For $V$ finite-dimensional, the algebra $\hom(V, V) \cong V^\ast \otimes V$ is naturally self-dual, and this duality may be used to transfer the algebra structure on $\hom(V, V)$ to a coalgebra structure on $\hom(V, V)$, and vice-versa. Notice that the duality functor $\text{Vect}^{op} \to \text{Vect}$ induces a functor from coalgebras to algebras.

Thus a coalgebra map $M_n(\mathbb{C}) \to M_{n+1}(\mathbb{C})$ would induce a dual algebra map $M_{n+1}(\mathbb{C}) \to M_n(\mathbb{C})$. But even when $n=1$ there is no such algebra map.

I don't know whether the space of compact operators carries a (natural) coalgebra structure.

For $V$ finite-dimensional, the algebra $\hom(V, V) \cong V^\ast \otimes V$ is naturally self-dual, and this duality may be used to transfer an algebra structure on $\hom(V, V)$ to a coalgebra structure on $\hom(V, V)$, and vice-versa. (Notice that the duality functor $\text{Vect}^{op} \to \text{Vect}$ on finite-dimensional spaces induces a functor from coalgebras to algebras, and vice-versa.)

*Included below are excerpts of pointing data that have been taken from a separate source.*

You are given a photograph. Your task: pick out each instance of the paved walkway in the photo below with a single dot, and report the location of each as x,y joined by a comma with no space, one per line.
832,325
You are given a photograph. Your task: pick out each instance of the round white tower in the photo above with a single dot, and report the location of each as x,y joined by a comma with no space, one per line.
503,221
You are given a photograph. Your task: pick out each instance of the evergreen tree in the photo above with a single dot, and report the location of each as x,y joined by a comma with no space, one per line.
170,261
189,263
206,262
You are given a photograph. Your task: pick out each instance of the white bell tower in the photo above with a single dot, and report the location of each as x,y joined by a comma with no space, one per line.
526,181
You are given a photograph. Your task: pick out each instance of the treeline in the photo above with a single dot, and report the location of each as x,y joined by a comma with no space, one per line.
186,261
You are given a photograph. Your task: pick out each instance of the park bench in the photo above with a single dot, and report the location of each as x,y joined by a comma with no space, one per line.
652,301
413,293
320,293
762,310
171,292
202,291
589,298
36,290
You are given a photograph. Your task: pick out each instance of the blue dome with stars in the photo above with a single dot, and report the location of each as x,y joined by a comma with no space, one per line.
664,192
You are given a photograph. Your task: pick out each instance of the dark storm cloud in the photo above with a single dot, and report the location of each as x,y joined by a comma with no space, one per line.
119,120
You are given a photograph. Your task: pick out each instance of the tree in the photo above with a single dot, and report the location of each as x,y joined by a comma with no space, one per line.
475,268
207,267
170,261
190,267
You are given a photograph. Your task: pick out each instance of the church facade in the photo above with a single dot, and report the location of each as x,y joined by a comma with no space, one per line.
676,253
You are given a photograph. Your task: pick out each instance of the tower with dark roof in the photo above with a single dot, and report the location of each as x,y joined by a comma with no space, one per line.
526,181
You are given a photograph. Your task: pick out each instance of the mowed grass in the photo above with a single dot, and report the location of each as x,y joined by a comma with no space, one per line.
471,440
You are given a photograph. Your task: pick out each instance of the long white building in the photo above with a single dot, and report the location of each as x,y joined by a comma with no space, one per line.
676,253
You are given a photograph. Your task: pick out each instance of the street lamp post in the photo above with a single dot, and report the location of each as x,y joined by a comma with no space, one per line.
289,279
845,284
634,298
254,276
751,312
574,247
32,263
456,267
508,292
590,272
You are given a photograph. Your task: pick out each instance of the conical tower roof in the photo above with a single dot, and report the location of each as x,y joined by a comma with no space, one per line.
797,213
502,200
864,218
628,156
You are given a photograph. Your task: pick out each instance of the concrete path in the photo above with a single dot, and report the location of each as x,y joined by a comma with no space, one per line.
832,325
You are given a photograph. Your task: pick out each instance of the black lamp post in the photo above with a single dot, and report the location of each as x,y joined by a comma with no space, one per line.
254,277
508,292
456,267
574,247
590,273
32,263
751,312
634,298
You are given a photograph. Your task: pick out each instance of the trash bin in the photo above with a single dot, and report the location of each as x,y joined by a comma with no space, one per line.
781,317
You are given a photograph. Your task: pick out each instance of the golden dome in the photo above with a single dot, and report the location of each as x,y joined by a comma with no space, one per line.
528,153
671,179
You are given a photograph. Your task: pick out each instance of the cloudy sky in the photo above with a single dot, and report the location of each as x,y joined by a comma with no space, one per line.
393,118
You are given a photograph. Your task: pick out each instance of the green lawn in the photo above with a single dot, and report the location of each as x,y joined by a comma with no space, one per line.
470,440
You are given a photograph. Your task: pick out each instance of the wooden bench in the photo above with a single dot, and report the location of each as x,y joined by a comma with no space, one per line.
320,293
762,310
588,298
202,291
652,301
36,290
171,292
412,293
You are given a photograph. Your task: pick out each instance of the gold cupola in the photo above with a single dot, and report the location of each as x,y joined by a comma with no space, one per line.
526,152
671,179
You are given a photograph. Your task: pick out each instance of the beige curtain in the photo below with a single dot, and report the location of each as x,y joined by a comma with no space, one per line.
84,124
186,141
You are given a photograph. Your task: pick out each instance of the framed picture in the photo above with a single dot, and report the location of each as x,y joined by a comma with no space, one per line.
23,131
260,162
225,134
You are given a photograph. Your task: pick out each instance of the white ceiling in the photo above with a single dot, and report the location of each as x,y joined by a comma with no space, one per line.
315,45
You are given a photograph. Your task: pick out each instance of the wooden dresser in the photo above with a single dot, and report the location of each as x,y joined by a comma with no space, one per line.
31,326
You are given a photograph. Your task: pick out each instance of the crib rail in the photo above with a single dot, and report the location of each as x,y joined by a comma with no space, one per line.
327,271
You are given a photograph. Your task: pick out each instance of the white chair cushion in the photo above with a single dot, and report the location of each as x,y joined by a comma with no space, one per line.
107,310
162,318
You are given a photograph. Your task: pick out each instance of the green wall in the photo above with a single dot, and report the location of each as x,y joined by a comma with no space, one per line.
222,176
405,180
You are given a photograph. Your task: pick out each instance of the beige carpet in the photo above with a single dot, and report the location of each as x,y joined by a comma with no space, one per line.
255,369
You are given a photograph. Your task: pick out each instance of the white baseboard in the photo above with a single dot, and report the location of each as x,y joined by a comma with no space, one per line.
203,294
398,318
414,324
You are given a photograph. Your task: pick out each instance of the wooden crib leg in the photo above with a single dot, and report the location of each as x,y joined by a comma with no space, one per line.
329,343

The map $M_n(\mathbb{C}) \to M_{n+1}(\mathbb{C})$ mapping $A \mapsto A \oplus 0$ is dual to the map $M_{n+1}(\mathbb{C}) \to M_n(\mathbb{C})$ that takes an $(n+1) \times (n+1)$ matrix to the $n \times n$ matrix made from the first $n$ rows and columns. If we choose the algebra structure on the spaces $M_n(\mathbb{C})$ to be not the usual matrix multiplication but the one given by entrywise multiplication, then these are algebra maps and they dualize to coalgebra maps. This gives an affirmative answer to the question. However, this is clearly highly dependent on basis and doesn't strike me as terribly interesting.

The forgetful functor $\text{Coalg} \to \text{Vect}$ creates colimits, and so the colimit of a chain of coalgebra maps $M_n(\mathbb{C}) \to M_{n+1}(\mathbb{C})$ is created from the colimit in $\text{Vect}$. This answers the second question affirmatively.